Though the pressure for further loosening is increasing and the easing inflation pressure has granted some scope, ECB has decided to keep the benchmark rates on hold at the current record low 1%, saving the last precious ammunition of 1% for future. We expect the overhanging crisis in Eurozone would continue subjecting the whole global economy to downside risk.

Australia’s 1q12 GDP advanced 1.3% y-y, twice the pace estimated by market prediction, compared to a 0.6% growth in 4q11. By expenditures, consumption rose by 2.9% from a year ago, reversing the 0.7% drop in 4q11. Investment rose by 5.3% y-y, compared to the 0.7% drop in 4q11. Import growth stayed unchanged from 4q11, at 1.2% y-y, while export dropped by 1.3% y-y, compared to the 2.7% y-y growth in 4q11, due to the stronger currency, moderating China growth, and worsening Eurozone crisis. As reported earlier, against the global uncertainty, RBA has cut its current 2 year low benchmark interest of 3.75% by another 25 bps to 3.5%. With this recent cut and higher than expected performance, we expect the government would likely stay put for the near term.

Malaysia’s export unexpectedly fell for a second straight month in April, by 0.1% y-y, the same as the decline in March. By trading partners on m-m basis, the growth of export to Singapore slowed down to 1.1%, compared to the 3.7% m-m gain in March. Shipment to US dropped 7.7% m-m, reversing the 11.4% m-m gain in March. Growth of export to China slowed down to 5.6% m-m, compared to 8.6% m-m gain in March. With the increasing global uncertainty, the on-going declining trade balance would likely drag down the nation’s whole year GDP growth to between 5% and 6%.

EQUITY MARKETS:
Global equity's rebound looks strong (even the STI closed the gap and then some), but we believe is still technical in nature. For the rebound to transform from a technical one into something more, much more needs to happen on the fundamentals front. The ECB's rate cut did not materialize, except to say that Draghi reassured markets that the ECB "stands ready to act" as the economy "faces increased downside risks". While current LTRO will be extended till Jan 2013, there was no new offering as it he didn't think "it would be right for the ECB to fill other institutions' lack of action. Between a slowing global economy and macro risk from a Euro breakup weighing on the larger trend for stocks, we are looking for a wave of policy action for a sustained short-term rebound (see general guidance below). Some short term market positives already lurk in the background:
(1) risk of a Greek exit may have receded as New Democracy leads Syriza in 7 opinion polls
(2) China has been posturing heavily for a stimulus program
(3) a slowing US economy is raising the odds for QE3/twist2.
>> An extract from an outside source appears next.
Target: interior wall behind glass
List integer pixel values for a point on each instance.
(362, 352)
(Our general guidance in our morning notes and formal reports has been, as we weren't confident that econ/earnings data could outperform to drive markets, some combination of policy safety nets needs to occur in order to reverse consolidation/correction - QE3/Twist2, ECB intervention, further loosening by central banks to err on the side of growth as inflation recedes, a major China fiscal policy announcement. Longer term, we are still giving the heads up that post 6th November 12 USA presidential elections, markets could again be challenging going into 2013 - the US and EZ are under current law obliged to undertake tremendous fiscal tightening).